Bisogna avere il coraggio di citare i fatti, i nomi, le azioni. Raccontare la storia. Un atto che è un dovere nei confronti di quegli italiani massacrti, dei profughi, di una comunità strappata dalla sue radici.
Avere “l’onesto coraggio” di dire quello che quel massacro fu davvero, senza agitare i fanatismi nazionalistici, un’azione strategica… senza condanne per i sicari.

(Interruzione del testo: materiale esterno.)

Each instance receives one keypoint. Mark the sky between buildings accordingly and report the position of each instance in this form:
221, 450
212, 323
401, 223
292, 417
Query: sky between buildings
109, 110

Il Giorno del Ricordo “è l’ultima commemorazione dedicata all’amor patrio istituita nel nostro Paese”, e va preservata dal “calendario dell’oblio” e dalla “indecorosa semiclandestinità”. Le foibe finirono nell’omertà sin da quando furono perpetrate. Perché incrinavano il rapporto con la vicina Yugoslavia di Tito; c’era il tabù della cortina di ferro e non si dovevano creare problemi agli assetti stabiliti”. Furono per decenni, ma anche oggi, fonte di omissioni sulle spalle di una minoranza di profughi italiani. La Repubblica italiana riconosce il 10 febbraio quale “Giorno del ricordo” al fine di conservare e rinnovare la memoria della tragedia degli italiani e di tutte le vittime delle foibe, dell’esodo dalle loro terre degli istriani, fiumani e dalmati nel secondo dopoguerra e della più complessa vicenda del confine orientale.